News gathering for the iPod generation - Press Gazette

News gathering for the iPod generation

Paparazzi screams rise to a crescendo like football fans cheering on a team that's about to score and the flicker of flashing camera bulbs bounces off the glass doors at the Royal Opera House.

Moments later supermodel Naomi Campbell sashays through the door resplendent in a silver number with designer John Galliano on her arm.

Welcome to the world of ITN Multimedia's showbiz journalists — reporters who are charged with providing footage to an audience increasingly keen to consume their news as it happens via mobile phones.

Pictures from the GQ Man of the Year Awards, tonight's event, are like gold dust for the ITN crew and according to showbiz editor Natalie Pirks, there should be enough news here to be stretched out over a week's worth of bulletins — and then some.

Last week Virgin Mobile announced that it is to launch the first live mobile TV service in the UK on 1 October.

It will allow mobile phone users to watch real-time programming on ITV1, Channel 4 and E4, broadcast via the existing national commercial DAB digital radio network on a trial basis for 12 months.

Yet for the past three years, ITN's Multimedia division has been creating content specifically for mobile phones.

It was the first company in Europe to make video news specifically for mobile, and in May 2005 launched a made-formobile 24-hour news channel on MobiTV.

So how does the approach to news gathering of the showbiz team, the only journalists in the multimedia division who film their own footage, differ from the traditional celebrity-focused shows such as GMTV's Entertainment Today?

"The content gained by ITN is going to end up on mobile phones and that market is quite young so we have to go with a certain angle as well that GMTV wouldn't necessarily be interested in," says Pirks.

Salacious gossip The result is that a lot of ITN multimedia's content focuses on who's sleeping with who and other more salacious gossip, while GMTV has a less tabloidy approach.

"If you think about it, if you have two things offered on your mobile phone — Lilly Allen slags off Paris Hilton or Rod Stewart and Penny Lancaster are going to have another baby — one thing is going to make you more money and at the end of the day we are a revenuedriven service and we have to think about which things are going to appeal," Pirks says.

Six million users download ITN showbiz content each month.

The showbiz team consists of three reporters who cover events on rotation.

Working with one cameraman, they are constantly looking for footage that can be slotted into different genres — ITV mobile produces news, sport, business and showbiz bulletins which are rotated every 15 minutes.

For example an interview with Jamie and Louise Redknapp provides material for both sport — Jamie on England's start under Steve McClaren — and showbiz, as Louise gives her tip for GQ Man of the Year.

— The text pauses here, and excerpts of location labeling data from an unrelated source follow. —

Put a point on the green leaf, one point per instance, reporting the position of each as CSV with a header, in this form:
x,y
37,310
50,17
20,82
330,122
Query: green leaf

Long after the other crews have disappeared, Pirks and cameraman Jay are still working the beat, waiting for the star of the night, Justin Timberlake, to appear. They are the only TV crew with backstage access, which means hanging around for yet more juicy gossip.

"It's taken us ages to get to this point," says Pirks. "A couple of years ago we would have been stuck down the end of the queue with everyone else."

ITN Multimedia managing director, Nicholas Wheeler, says that while Pirks has done a brilliant job in promoting the showbiz side of what the mobile news team does, there is still a long way to go in convincing organisations that mobile news matters.

"A PR person needs to be able to evaluate where her product — whether that's a star or anything else — has gone. We think they need to take more reconnaissance of what mobile and broadband can deliver," he says.

"Young people are looking at mobile. A lot of this showbiz stuff is targeted at young people. It is absolutely vital that they [PRs and advertisers] make use of that."

Wheeler is dismissive of any suggestion that the world of celebrity is any less "newsworthy" than home affairs or international politics.

"Showbusiness is still news. The thing about showbiz news is that it is more transportable," he says. "UK news isn't necessarily of any great interest in other countries, but Madonna breaking her arm or Tom Cruise having a baby are international stories, which makes them more transportable. There is a continuing interest in all media in what stars do, what they're up to and what they wear."

According to Wheeler the growth in popularity of sites such as YouTube and MySpace has meant the company has had to look at the type of content that it produces and the way in which it is packaged.

Yet he remains optimistic that ITN Multimedia will withstand any challenges that the Web 2.0 will throw up.

"In the past three years our speciality is five stories in 90 seconds. It's short, sharp and bright," he says. "It's a utility information that gives people what they want, when they want it. This concept of the iPod generation taking control of their media is very interesting."